2023 Fiscal Year Annual Research Report
School Segergation and Black Activism in the Late Nineteenth-Century American South
Project/Area Number |
19K23121
|
Research Institution | Sophia University |
Principal Investigator |
山中 美潮 上智大学, 外国語学部, 助教 (70844091)
|
Project Period (FY) |
2019-08-30 – 2024-03-31
|
Keywords | アメリカ南部史 / アメリカ黒人史 / 市民運動 / 教育 / 人種隔離 / 再建期 / 公立学校 |
Outline of Annual Research Achievements |
本研究は、19世紀末アメリカ合衆国の黒人市民による公立学校の人種隔離反対運動を検討することを目的とした。この研究は、公共交通機関や黒人参政権はく奪過程に注目が偏りがちであった人種隔離制度研究に、教育の観点からアプローチするものである。本研究が着目する黒人市民運動は、学校の人種隔離を奴隷制廃止直後から問題視していた。公教育は黒人コミュニティの市民権理解と人種平等概念の広がりに重要な役割を果たしており、アメリカの人種マイノリティによる市民運動史を刷新するために欠かせない観点である。 2023年度は史料調査に区切りをつけ、論文および単著執筆と学会発表を目指した。本研究は当初、南北戦争後の黒人による人種隔離教育反対運動について、四地域(ルイジアナ州、ノースカロライナ州、サウスカロライナ州およびワシントンDC)に着目する予定であった。
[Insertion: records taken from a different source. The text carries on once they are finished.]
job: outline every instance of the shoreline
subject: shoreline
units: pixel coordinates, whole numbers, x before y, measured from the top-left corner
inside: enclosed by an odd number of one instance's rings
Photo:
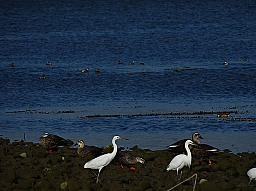
[[[2,190],[167,190],[175,186],[176,171],[167,172],[168,164],[177,155],[164,150],[129,150],[136,157],[144,158],[147,168],[141,164],[132,170],[110,164],[100,175],[102,184],[96,184],[95,175],[83,165],[93,158],[79,157],[77,148],[58,147],[57,151],[47,151],[31,142],[13,142],[0,139],[0,183]],[[118,141],[117,144],[121,141]],[[25,153],[26,154],[22,153]],[[254,190],[256,181],[248,186],[247,171],[256,165],[254,152],[223,152],[210,157],[213,163],[192,158],[192,166],[185,167],[181,180],[197,174],[196,190]],[[98,172],[97,170],[94,170]],[[8,175],[8,176],[7,176]],[[62,188],[63,189],[61,189]],[[175,188],[192,190],[192,180]]]

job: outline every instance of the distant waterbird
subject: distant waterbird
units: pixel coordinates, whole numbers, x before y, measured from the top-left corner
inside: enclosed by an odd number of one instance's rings
[[[227,65],[227,62],[226,61],[225,61],[223,64],[222,65]]]
[[[218,117],[229,117],[230,116],[229,114],[219,114],[217,115]]]
[[[177,170],[177,178],[179,170],[180,170],[180,178],[181,178],[182,169],[184,166],[188,166],[190,168],[192,161],[192,156],[190,150],[189,148],[189,145],[196,145],[192,141],[189,140],[185,143],[185,148],[187,153],[187,155],[179,154],[175,157],[170,162],[170,164],[167,166],[166,170]]]
[[[100,181],[99,179],[99,176],[100,175],[100,172],[101,169],[104,167],[108,165],[116,156],[117,152],[117,145],[116,144],[116,140],[120,139],[128,140],[126,138],[121,138],[119,136],[115,136],[112,140],[112,144],[114,147],[114,150],[112,153],[105,154],[98,157],[97,158],[88,162],[83,166],[84,169],[88,168],[92,169],[99,169],[99,173],[97,177],[96,178],[96,183],[98,183],[99,181],[100,183]]]
[[[103,148],[93,146],[84,146],[84,142],[82,140],[78,140],[73,146],[79,145],[77,154],[79,157],[84,157],[88,155],[98,157],[103,154]]]
[[[256,181],[256,168],[253,168],[249,170],[247,172],[247,175],[249,176],[249,178],[250,178],[250,181],[248,183],[248,184],[250,184],[251,181],[252,180]]]

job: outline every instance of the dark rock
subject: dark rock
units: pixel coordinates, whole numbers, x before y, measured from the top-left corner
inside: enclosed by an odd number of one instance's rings
[[[36,183],[36,180],[34,178],[28,178],[21,180],[19,183],[15,186],[17,188],[29,190],[31,188],[32,186]]]
[[[13,169],[7,169],[3,172],[0,173],[0,180],[5,182],[15,183],[17,182],[17,175]]]
[[[78,182],[75,180],[71,180],[67,182],[69,191],[75,191],[81,188]]]

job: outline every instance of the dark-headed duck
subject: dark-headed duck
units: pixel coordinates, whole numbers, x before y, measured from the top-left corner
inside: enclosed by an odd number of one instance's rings
[[[129,62],[128,65],[134,65],[135,61],[133,61],[133,62]]]
[[[96,68],[96,71],[95,71],[93,73],[94,74],[99,74],[99,73],[100,73],[100,70],[99,69],[99,68]]]
[[[43,77],[39,77],[39,79],[43,79],[44,80],[45,79],[45,75],[44,74],[43,74]]]
[[[45,65],[53,65],[52,63],[51,63],[50,62],[49,62],[48,61],[47,61],[46,62],[46,64]]]
[[[84,72],[86,73],[88,73],[89,72],[89,68],[86,68],[85,70],[83,70],[81,71],[81,72]]]

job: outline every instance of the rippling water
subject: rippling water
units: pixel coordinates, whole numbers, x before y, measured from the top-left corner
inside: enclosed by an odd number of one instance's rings
[[[118,134],[130,138],[120,145],[155,150],[199,132],[255,151],[255,1],[1,4],[0,133],[12,141],[48,132],[104,146]],[[200,111],[237,112],[83,117]]]

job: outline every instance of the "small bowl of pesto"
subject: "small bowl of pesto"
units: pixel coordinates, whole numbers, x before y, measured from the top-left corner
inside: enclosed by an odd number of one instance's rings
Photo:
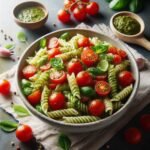
[[[39,2],[27,1],[18,4],[13,10],[15,22],[31,30],[42,27],[48,19],[48,11]]]
[[[150,51],[150,41],[144,37],[145,24],[139,15],[128,11],[116,13],[110,19],[110,28],[119,39]]]

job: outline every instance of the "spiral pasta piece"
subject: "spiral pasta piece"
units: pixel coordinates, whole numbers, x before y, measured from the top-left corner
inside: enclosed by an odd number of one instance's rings
[[[78,87],[74,73],[72,73],[71,75],[68,74],[67,79],[72,95],[80,99],[80,89]]]
[[[114,97],[117,94],[117,78],[113,65],[110,65],[108,69],[108,82],[111,86],[111,96]]]
[[[127,98],[131,94],[132,90],[133,90],[133,86],[132,85],[129,85],[129,86],[125,87],[113,99],[111,99],[111,101],[115,102],[115,101],[122,101],[122,100],[124,100],[125,98]]]
[[[47,113],[47,116],[53,119],[59,119],[64,116],[77,116],[79,113],[73,108],[55,110]]]
[[[50,90],[48,87],[45,85],[44,89],[42,91],[42,96],[41,96],[41,109],[42,111],[47,114],[48,112],[48,99],[50,95]]]
[[[100,118],[95,116],[77,116],[77,117],[63,117],[66,123],[89,123],[99,120]]]

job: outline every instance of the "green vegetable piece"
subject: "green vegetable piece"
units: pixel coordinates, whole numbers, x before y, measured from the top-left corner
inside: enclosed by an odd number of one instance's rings
[[[55,68],[57,70],[64,69],[64,63],[63,63],[63,60],[61,58],[52,58],[50,60],[50,64],[53,68]]]
[[[9,121],[9,120],[3,120],[0,122],[0,128],[5,132],[12,132],[16,130],[18,127],[18,123]]]
[[[129,4],[130,11],[137,13],[143,9],[143,0],[131,0]]]
[[[90,86],[81,87],[80,92],[83,96],[88,96],[88,97],[93,97],[96,95],[95,90]]]
[[[58,138],[58,145],[63,149],[63,150],[70,150],[71,147],[71,141],[68,138],[67,135],[60,134]]]
[[[19,117],[30,116],[28,110],[21,105],[13,105],[13,110]]]
[[[17,34],[17,38],[18,38],[18,40],[19,40],[20,42],[22,42],[22,43],[27,42],[27,37],[26,37],[26,34],[25,34],[24,32],[19,32],[19,33]]]
[[[130,0],[112,0],[109,4],[109,8],[113,10],[123,10],[128,6],[129,2]]]
[[[45,39],[45,38],[42,38],[42,39],[40,40],[40,48],[44,48],[44,47],[46,47],[46,39]]]
[[[60,39],[63,39],[65,41],[70,39],[70,33],[69,32],[65,32],[60,36]]]

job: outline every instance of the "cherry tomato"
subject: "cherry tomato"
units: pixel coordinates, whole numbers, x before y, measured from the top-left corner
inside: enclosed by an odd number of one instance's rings
[[[70,13],[67,10],[60,9],[58,11],[58,19],[63,23],[70,22]]]
[[[31,105],[37,105],[41,101],[41,91],[37,90],[27,97]]]
[[[88,111],[93,116],[101,116],[103,112],[105,111],[105,105],[99,99],[92,100],[89,103]]]
[[[83,70],[83,66],[81,62],[77,59],[72,59],[67,65],[67,71],[69,74],[75,73],[76,75],[82,70]]]
[[[92,76],[86,71],[79,72],[76,76],[76,80],[79,86],[91,85],[93,82]]]
[[[86,9],[84,7],[76,7],[73,10],[73,16],[77,21],[83,21],[86,19]]]
[[[89,15],[96,15],[99,12],[99,5],[96,2],[90,2],[87,6],[86,6],[86,12]]]
[[[40,70],[41,71],[46,71],[46,70],[49,70],[50,68],[51,68],[51,64],[47,63],[46,65],[41,66]]]
[[[50,73],[50,79],[52,83],[62,84],[66,81],[67,75],[62,70],[61,71],[56,70]]]
[[[7,96],[10,94],[10,82],[8,80],[0,81],[0,93]]]
[[[129,128],[125,131],[124,138],[129,144],[138,144],[141,141],[142,134],[137,128]]]
[[[86,66],[90,67],[98,61],[98,55],[89,48],[81,53],[81,60]]]
[[[114,64],[120,64],[121,62],[122,62],[121,56],[115,54],[115,55],[114,55],[114,58],[113,58],[113,63],[114,63]]]
[[[53,110],[65,108],[66,102],[64,95],[62,93],[53,93],[49,98],[49,106]]]
[[[56,55],[61,54],[59,48],[52,48],[47,51],[48,53],[48,59],[54,58]]]
[[[48,40],[47,42],[47,48],[51,49],[51,48],[57,48],[59,46],[59,41],[57,37],[53,37],[51,39]]]
[[[28,125],[20,125],[16,130],[16,137],[21,142],[28,142],[33,138],[32,129]]]
[[[145,131],[150,131],[150,114],[145,114],[140,117],[141,127]]]
[[[78,40],[78,47],[87,47],[90,46],[89,38],[82,37]]]
[[[97,81],[95,91],[100,96],[107,96],[110,93],[111,87],[106,81]]]
[[[119,84],[123,87],[134,82],[134,77],[130,71],[122,71],[118,75]]]
[[[23,73],[23,76],[26,78],[26,79],[29,79],[30,77],[32,77],[33,75],[35,75],[37,69],[35,66],[33,65],[28,65],[26,67],[23,68],[22,70],[22,73]]]

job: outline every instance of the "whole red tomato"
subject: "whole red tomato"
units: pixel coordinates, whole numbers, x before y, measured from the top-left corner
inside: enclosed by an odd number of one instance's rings
[[[20,125],[16,130],[16,137],[21,142],[28,142],[33,138],[32,129],[28,125]]]

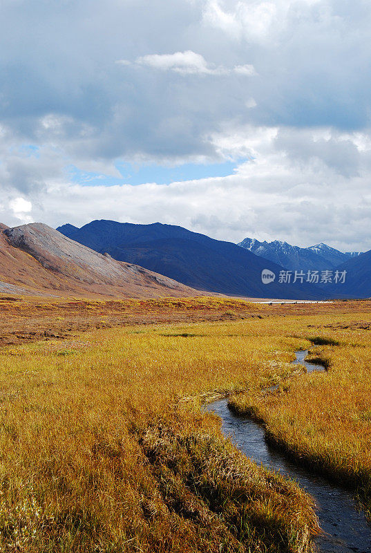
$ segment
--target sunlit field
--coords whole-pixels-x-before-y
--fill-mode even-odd
[[[274,393],[247,393],[229,404],[266,423],[270,440],[341,483],[355,487],[371,516],[371,324],[345,317],[310,329],[308,359],[325,373],[283,382]],[[328,344],[326,344],[328,342]]]
[[[240,454],[202,404],[237,393],[275,434],[276,417],[288,428],[287,402],[301,448],[312,394],[313,447],[336,450],[331,421],[340,418],[339,458],[349,474],[356,465],[368,474],[369,331],[327,326],[369,320],[362,306],[100,328],[0,350],[0,550],[309,551],[318,531],[311,498]],[[328,374],[296,376],[294,352],[318,335],[341,344],[319,346]],[[279,382],[276,397],[260,401],[259,391]],[[325,394],[334,402],[316,421]]]

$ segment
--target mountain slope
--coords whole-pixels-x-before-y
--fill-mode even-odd
[[[59,228],[64,232],[64,227]],[[251,297],[317,299],[323,295],[307,283],[280,284],[282,267],[236,244],[182,227],[95,221],[70,236],[101,253],[140,264],[199,290]],[[268,285],[262,283],[263,269],[277,276]]]
[[[323,242],[321,242],[320,244],[316,244],[316,245],[314,246],[310,246],[307,250],[317,254],[317,255],[321,257],[325,261],[327,261],[327,267],[326,268],[327,269],[329,268],[329,263],[332,267],[336,267],[338,265],[345,263],[347,259],[349,259],[350,257],[356,253],[354,252],[344,254],[343,252],[339,252],[339,250],[335,250],[334,247],[327,246],[327,245],[324,244]]]
[[[0,290],[117,297],[199,294],[137,265],[97,254],[43,223],[0,229]]]
[[[278,240],[259,242],[256,238],[246,238],[238,245],[289,270],[325,270],[329,268],[325,260],[315,252],[308,248],[292,246],[287,242]]]
[[[238,245],[292,271],[330,270],[359,255],[357,252],[344,254],[323,243],[310,247],[299,247],[279,240],[259,242],[256,238],[246,238]]]
[[[371,250],[352,257],[336,267],[339,272],[346,271],[343,284],[332,285],[331,292],[348,297],[371,298]]]

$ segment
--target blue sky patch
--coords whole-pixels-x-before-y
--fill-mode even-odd
[[[223,163],[196,164],[186,163],[173,167],[162,165],[136,165],[131,163],[117,163],[116,169],[122,178],[82,171],[74,165],[67,168],[73,182],[88,186],[113,186],[114,185],[132,185],[136,186],[146,182],[158,185],[169,185],[171,182],[184,180],[197,180],[201,178],[225,177],[233,175],[241,162],[227,161]]]

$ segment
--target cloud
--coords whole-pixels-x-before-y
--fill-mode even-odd
[[[15,198],[9,203],[9,207],[13,212],[13,216],[22,221],[22,223],[32,223],[32,218],[28,214],[32,209],[31,202],[24,198]]]
[[[117,62],[124,66],[131,65],[127,59]],[[208,64],[203,56],[191,50],[174,54],[150,54],[137,58],[134,65],[151,67],[162,71],[174,71],[180,75],[227,75],[231,73],[251,77],[256,75],[253,65],[245,64],[231,68]]]
[[[1,15],[0,220],[371,245],[369,3],[4,0]],[[164,187],[68,174],[237,160]]]

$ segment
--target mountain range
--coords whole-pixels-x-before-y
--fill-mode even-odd
[[[43,223],[0,225],[0,292],[56,297],[158,297],[198,290],[117,261]]]
[[[359,255],[358,252],[343,253],[323,242],[310,247],[299,247],[279,240],[259,242],[246,238],[238,245],[292,271],[331,270]]]
[[[197,290],[258,298],[325,297],[323,290],[305,282],[279,283],[277,276],[269,285],[263,284],[264,269],[278,275],[283,267],[236,244],[182,227],[102,220],[81,228],[64,225],[57,230],[101,254],[107,252],[115,259],[136,263]]]

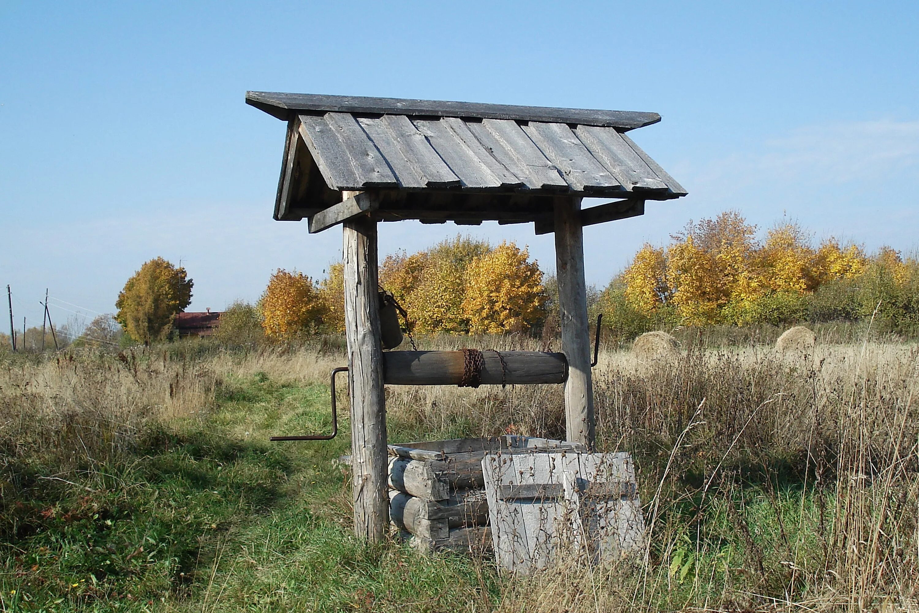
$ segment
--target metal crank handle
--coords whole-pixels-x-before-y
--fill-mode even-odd
[[[332,434],[329,435],[302,435],[299,437],[271,437],[268,440],[332,440],[338,434],[338,409],[335,406],[335,375],[339,372],[347,372],[346,366],[340,366],[332,369],[331,384],[329,389],[332,393]]]

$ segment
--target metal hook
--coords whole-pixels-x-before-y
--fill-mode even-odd
[[[600,322],[603,320],[603,313],[596,316],[596,335],[594,337],[594,361],[590,363],[590,368],[596,366],[600,358]]]
[[[299,437],[271,437],[268,440],[332,440],[338,434],[338,409],[335,405],[335,375],[339,372],[347,372],[346,366],[340,366],[332,369],[331,384],[329,386],[332,392],[332,434],[330,435],[303,435]]]

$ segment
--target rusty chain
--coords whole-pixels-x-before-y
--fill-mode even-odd
[[[457,387],[477,388],[482,384],[482,367],[485,358],[478,349],[460,349],[463,355],[462,379]]]

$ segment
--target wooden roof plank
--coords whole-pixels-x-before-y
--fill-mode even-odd
[[[670,187],[670,191],[674,192],[675,196],[686,196],[688,193],[686,189],[683,188],[683,186],[681,186],[679,183],[676,182],[676,179],[668,175],[667,171],[662,168],[657,162],[654,162],[654,160],[652,160],[650,155],[648,155],[646,153],[644,153],[644,151],[641,147],[635,144],[634,141],[632,141],[625,134],[619,134],[619,136],[621,136],[622,140],[625,141],[625,142],[628,143],[629,146],[632,148],[632,151],[638,153],[639,157],[644,160],[644,163],[647,164],[648,166],[654,171],[654,174],[657,175],[662,181],[667,184],[667,187]]]
[[[409,159],[399,146],[399,142],[386,127],[381,119],[357,118],[357,123],[377,145],[377,149],[386,158],[390,168],[399,181],[399,185],[408,188],[424,188],[427,179],[418,167]],[[457,181],[459,183],[459,181]]]
[[[470,122],[476,138],[507,168],[524,180],[531,189],[568,189],[558,168],[552,165],[539,148],[510,119],[482,119]]]
[[[424,134],[404,115],[386,115],[380,119],[392,134],[405,159],[418,169],[426,187],[434,189],[455,187],[460,177],[441,159]]]
[[[623,189],[622,184],[590,154],[567,125],[532,122],[523,130],[549,161],[562,171],[562,177],[574,191]]]
[[[324,119],[301,115],[300,135],[303,138],[329,187],[339,190],[363,188],[364,182],[351,165],[351,160],[342,146],[341,140]]]
[[[310,218],[310,233],[323,232],[352,217],[357,217],[380,207],[380,198],[375,194],[361,192],[323,209]]]
[[[615,128],[578,126],[581,142],[627,188],[666,189],[667,185],[642,160]]]
[[[278,196],[275,198],[275,219],[285,220],[290,210],[291,186],[293,182],[293,164],[297,153],[299,119],[288,121],[287,136],[284,140],[284,159],[281,162],[281,176],[278,181]],[[296,218],[300,219],[300,218]]]
[[[246,92],[245,102],[280,119],[288,119],[301,111],[399,114],[408,117],[460,117],[521,121],[550,121],[584,125],[611,126],[634,130],[657,123],[657,113],[594,108],[558,108],[515,105],[366,97],[361,96],[324,96],[321,94],[287,94],[282,92]]]
[[[521,187],[523,180],[515,175],[509,168],[506,168],[500,160],[492,155],[487,147],[475,138],[470,131],[465,121],[455,117],[446,117],[440,120],[447,124],[457,138],[462,142],[470,152],[475,155],[479,161],[488,168],[489,172],[494,175],[501,181],[501,187],[505,188]]]
[[[399,185],[373,141],[350,113],[326,113],[325,122],[341,141],[364,187]]]
[[[439,119],[414,119],[412,121],[450,170],[462,181],[463,187],[496,188],[502,181],[495,176],[460,141],[447,124]]]

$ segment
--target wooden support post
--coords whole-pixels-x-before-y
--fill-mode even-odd
[[[594,385],[590,376],[587,288],[584,278],[581,199],[555,199],[555,262],[559,282],[562,350],[568,358],[565,381],[565,435],[594,447]]]
[[[354,195],[342,192],[346,199]],[[352,218],[345,221],[343,233],[354,530],[358,538],[378,542],[389,524],[389,496],[377,222],[369,216]]]

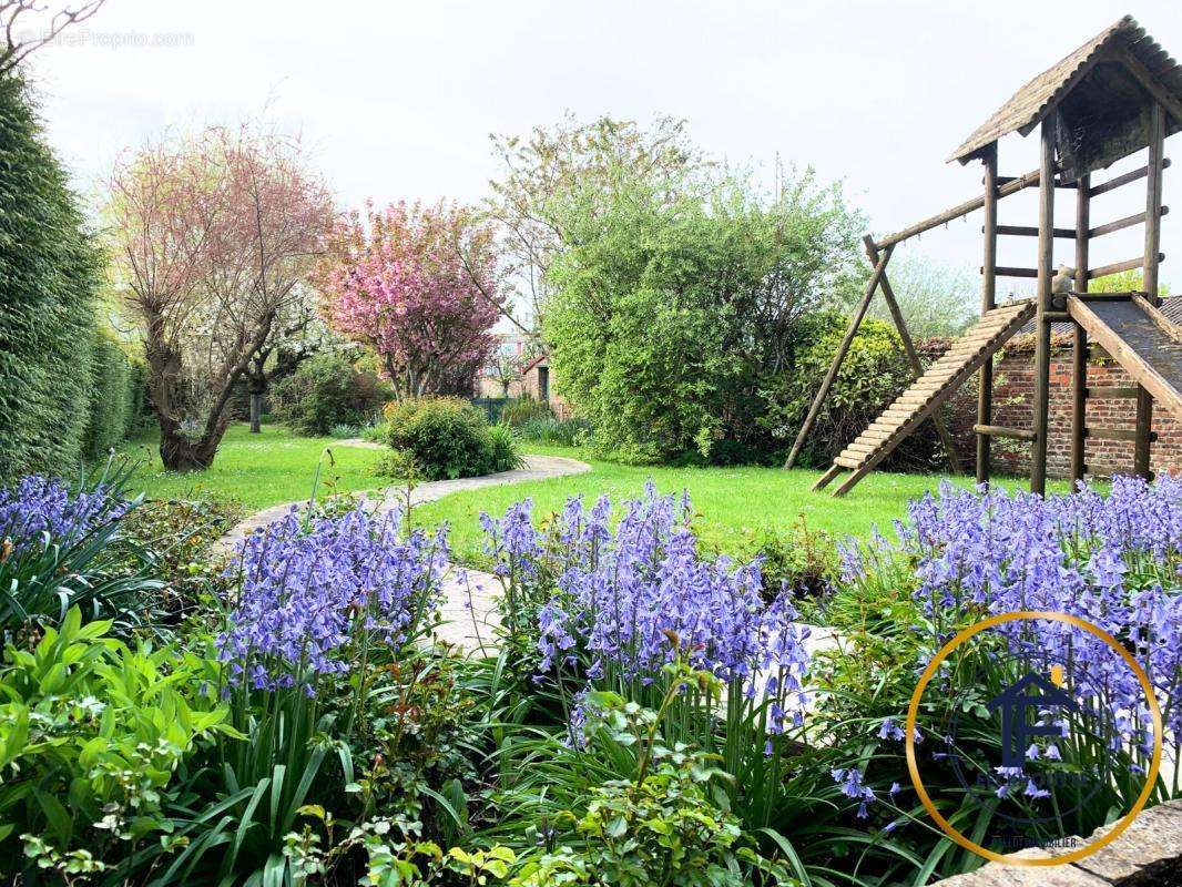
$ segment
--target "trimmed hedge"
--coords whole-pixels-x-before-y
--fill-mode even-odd
[[[0,479],[83,454],[100,268],[25,83],[0,77]]]
[[[104,459],[108,451],[136,430],[143,419],[147,369],[132,362],[106,334],[91,345],[90,401],[83,458]]]

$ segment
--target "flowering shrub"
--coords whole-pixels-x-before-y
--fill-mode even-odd
[[[105,484],[71,493],[59,480],[28,474],[0,490],[0,536],[9,553],[69,544],[123,517],[128,507]]]
[[[234,681],[311,693],[318,675],[350,669],[346,652],[417,636],[436,617],[446,566],[443,532],[403,532],[397,511],[357,507],[311,526],[293,511],[246,540],[220,656]]]
[[[785,598],[764,601],[758,559],[699,556],[688,498],[649,485],[615,524],[606,497],[590,509],[573,498],[544,532],[528,500],[500,519],[481,517],[502,584],[507,655],[519,673],[534,674],[520,692],[561,712],[563,742],[573,746],[566,772],[541,766],[552,749],[522,762],[518,794],[528,801],[520,803],[554,797],[558,782],[585,799],[605,770],[634,759],[632,745],[589,745],[589,700],[603,692],[657,711],[662,744],[716,756],[727,778],[715,788],[745,828],[767,828],[786,807],[811,803],[788,781],[807,629],[793,624]],[[717,689],[678,676],[675,662]]]

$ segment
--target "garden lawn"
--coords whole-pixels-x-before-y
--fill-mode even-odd
[[[326,449],[332,453],[331,465]],[[483,561],[478,520],[481,511],[500,514],[528,497],[534,503],[534,516],[545,517],[560,510],[570,496],[582,494],[592,503],[606,493],[618,503],[639,496],[651,480],[663,493],[688,490],[699,514],[695,520],[699,538],[710,549],[738,553],[749,549],[758,530],[787,530],[801,514],[810,529],[837,538],[865,537],[876,526],[889,532],[891,522],[904,514],[909,499],[935,490],[942,480],[935,474],[876,472],[844,498],[834,499],[827,491],[812,492],[820,472],[808,468],[637,467],[599,461],[576,448],[526,445],[525,451],[580,459],[591,465],[591,471],[452,493],[417,506],[415,522],[448,522],[456,559],[480,563]],[[206,472],[164,471],[154,439],[126,444],[121,452],[147,460],[132,478],[136,492],[143,490],[149,497],[165,499],[202,496],[232,499],[247,512],[307,499],[317,483],[318,466],[318,496],[327,494],[330,484],[333,492],[356,492],[389,483],[374,472],[382,451],[344,446],[331,438],[301,438],[275,425],[264,426],[261,434],[251,434],[245,423],[230,426],[213,467]],[[957,478],[955,483],[967,486],[972,481]],[[1025,486],[1022,480],[1009,483]],[[1064,483],[1051,487],[1067,488]]]
[[[356,492],[388,483],[374,473],[382,451],[343,446],[331,438],[301,438],[278,425],[265,425],[260,434],[251,434],[245,423],[232,425],[213,467],[203,472],[164,471],[155,436],[124,444],[119,452],[144,460],[131,479],[135,492],[161,499],[233,499],[248,512],[307,499],[318,466],[318,496],[327,492],[329,484],[335,492]]]
[[[447,520],[452,525],[453,551],[460,561],[479,563],[482,559],[481,511],[501,514],[512,503],[532,498],[534,517],[559,511],[566,498],[582,494],[592,504],[600,494],[613,501],[635,498],[651,480],[662,493],[688,490],[694,510],[697,537],[710,549],[736,553],[761,529],[787,530],[805,517],[810,530],[823,530],[837,538],[869,536],[876,526],[891,532],[891,522],[903,517],[907,503],[935,490],[942,475],[891,474],[876,472],[858,484],[844,498],[830,496],[832,486],[819,493],[812,485],[819,471],[794,468],[664,468],[635,467],[597,461],[585,453],[565,447],[527,445],[526,452],[565,455],[591,465],[585,474],[573,474],[550,480],[535,480],[512,486],[485,487],[453,493],[415,510],[416,522]],[[956,478],[954,483],[969,486],[972,478]],[[1004,481],[1025,487],[1025,480]],[[1066,483],[1052,483],[1052,492],[1065,492]]]

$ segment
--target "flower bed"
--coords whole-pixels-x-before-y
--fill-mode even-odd
[[[293,512],[222,575],[193,571],[208,587],[183,623],[149,627],[125,613],[164,594],[144,569],[175,565],[147,538],[129,562],[117,487],[28,479],[0,506],[0,569],[98,540],[103,569],[70,587],[135,578],[124,598],[43,607],[9,633],[0,865],[26,880],[740,887],[970,870],[980,857],[931,826],[910,785],[907,706],[956,632],[1020,609],[1111,633],[1144,667],[1177,750],[1182,484],[1170,479],[917,500],[894,540],[847,546],[833,588],[810,591],[811,613],[844,636],[812,658],[761,556],[707,555],[688,499],[651,487],[481,518],[501,585],[499,653],[483,659],[433,642],[446,530],[400,513]],[[18,584],[14,600],[45,587]],[[987,703],[1013,661],[1086,674],[1063,686],[1082,703],[1102,687],[1112,731],[1087,745],[1047,730],[974,795],[953,763],[996,752]],[[1128,809],[1152,718],[1119,653],[1044,621],[998,632],[980,667],[968,662],[934,673],[914,734],[952,823],[989,841],[1012,805],[1090,834]],[[1099,760],[1106,782],[1065,812],[1052,777]],[[1178,794],[1158,777],[1150,801]]]

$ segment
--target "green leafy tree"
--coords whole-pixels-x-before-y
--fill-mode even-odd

ところが科研プロジェクト開始直後にコロナ禍が始まり各地域での調査に困難をきたしたため、四地域の横断的研究を断念し、博士論文から研究蓄積のあるルイジアナ州に焦点を絞り調査と執筆活動を行うこととした。 2023年夏・春には、ワシントンDCにあるナショナル・アーカイブスや議会図書館を訪問し、ルイジアナ州占領期関連史料を中心に引き続き調査を行った。同時に執筆活動に徐々に重点を移した。具体的には、19世紀末の教育問題がどのように公共機関の人種隔離問題全般に広がっていったのか考察した査読論文一本を投稿(現在査読審査中)した。年度末にはLouisiana Historical Association年次大会にて"The Fillmore Boys School and Creole Children of Color in Reconstruction New Orleans"というタイトルで学会報告も行った。これらの研究成果に加え、現在これまでの調査をまとめた単著(英語)を執筆中である。今後出版に向けて原稿を完成させ、出版社と交渉を進めていく予定である。